Graph Data Structures

N

Nathan Harmston

Hi All,

Currently I am working on a generic graph library so I can do various
graph based analysis for various projects I have ideas for. Currently
I am implementing Graph as a wrapper around a dictionary. Currently my
implementation works like this:

t = Graph()
n1 = Node("Node1")
n2 = Node("Test2")
edge1 = Edge("Test3")
t += n1 { n1:{}}
t[n1][n2] = edge1 { n1:{n2:edge1}

However this isnt actually ending up with the structure I want. I want
it to finally end up as ...... { n1:{n2:edge1}, n2:{}}. Is
there anyway I can do this simply????

Also I am looking at having a large graph and was wondering if anyone
knew of anyway I could reduce the memory requirements of this
structure and improve the speed of queries on it. I m thinking writing
a C extension for it....is this a good idea and where would I start?
Or does Python have some kind of transparent memory access module I
can implement.

Many Thanks in advance,

Nathan

PS.....Please find my code below:

class Graph(object):
def __init__(self, g= { } ):
self.graph = g
def __iadd__(self, p):
if p not in self.graph:
self.graph[p] = PathsDict()
return self
def __getitem__(self, p):
try:
return self.graph[p]
except KeyError:
raise KeyError( "%s not in graph" %(repr(p)) )
def __str__(self):
return str(self.graph)
def filter(self, filter):
pass

class PathsDict(object):
def __init__(self):
self.paths = { }
def __setitem__(self, p, val):
if p not in self.paths:
self.paths[p] = val
def __getitem__(self, p):
return self.paths[p]
# catch exception here
def paths(self):
for k, v in self.paths:
yield (k, v)
def edges(self):
return self.paths.values()
def __str__(self):
return str(self.paths)
def __len__(self):
return len(self.paths)

class Node(object):
def __init__(self, name):
self.name = name
def __str__(self):
return self.name

class Edge(dict):
def __init__(self, name, weight = 1):
self["name"] = name
self["weight"] = weight
def __str__(self):
return self["name"]
 
B

bearophileHUGS

Szabolcs Nagy:
i haven't read your code, but there are many graph implementations in
python.
in case you haven't found these yet:
http://wiki.python.org/moin/PythonGraphApi

if you only want to do some analysis i think you need this one (as it's
pretty complete and simple):
https://networkx.lanl.gov/

i also recommend Guido's essay to read:
http://www.python.org/doc/essays/graphs.html

I can also suggest my one:
http://sourceforge.net/projects/pynetwork/

And boost graph bindings for Python, quite fast:
http://www.osl.iu.edu/~dgregor/bgl-python/

Bye,
bearophile
 
N

Nathan Harmston

https://networkx.lanl.gov/

This was working for me earlier, I managed to get everything from
there earlier.
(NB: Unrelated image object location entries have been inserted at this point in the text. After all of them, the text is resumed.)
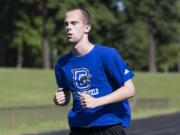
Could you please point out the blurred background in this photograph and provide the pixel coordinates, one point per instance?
(146, 34)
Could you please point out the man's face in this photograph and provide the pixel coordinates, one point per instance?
(75, 26)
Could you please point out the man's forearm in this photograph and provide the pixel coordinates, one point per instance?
(118, 95)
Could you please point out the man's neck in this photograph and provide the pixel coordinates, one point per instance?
(82, 48)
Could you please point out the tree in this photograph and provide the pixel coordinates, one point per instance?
(159, 16)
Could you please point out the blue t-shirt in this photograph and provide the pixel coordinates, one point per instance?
(97, 73)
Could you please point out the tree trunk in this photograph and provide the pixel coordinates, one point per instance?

It seems a very good package. It seems theres more out
there than what I had thought, which unfortunately makes it harder for
me to decide what to use (pynetwork and bgl look useful aswell). I m
going to do some testing on it later and see what happens with it.
Thanks a lot for your help.

Has anyone got an idea how I could split the contents of a node and
its representation (to save memory in my graph). ie.... the nodes
contain the start and end coordinates and id and the actual
representation contains the string. I was going to have :

class Node(object):
pass

class Section(Node):
pass

class Item(object):
pass

Where section contains a slice of the Item which im interested. I m
just not sure how I can access the contents of item without storing
it. ---> If u get what I mean???

Many Thanks in advance

Nathan
 
J

John Machin

Nathan said:
This was working for me earlier, I managed to get everything from
there earlier. It seems a very good package. It seems theres more out
there than what I had thought, which unfortunately makes it harder for
me to decide what to use (pynetwork and bgl look useful aswell). I m
going to do some testing on it later and see what happens with it.
Thanks a lot for your help.

Has anyone got an idea how I could split the contents of a node and
its representation (to save memory in my graph). ie.... the nodes
contain the start and end coordinates and id and the actual
representation contains the string. I was going to have :

class Node(object):
pass

class Section(Node):
pass

class Item(object):
pass

Where section contains a slice of the Item which im interested. I m
just not sure how I can access the contents of item without storing
it. ---> If u get what I mean???

No. Not at all. "pass" is not very informative. Neither are
"representation" and "the string". Please tell us what you mean by
"slice". What is an "item", if it's not a "node"? Try listing out the
attributes of a node, with a couple of sample values for each, and then
we might get a clue.

What makes you think that you need to save memory?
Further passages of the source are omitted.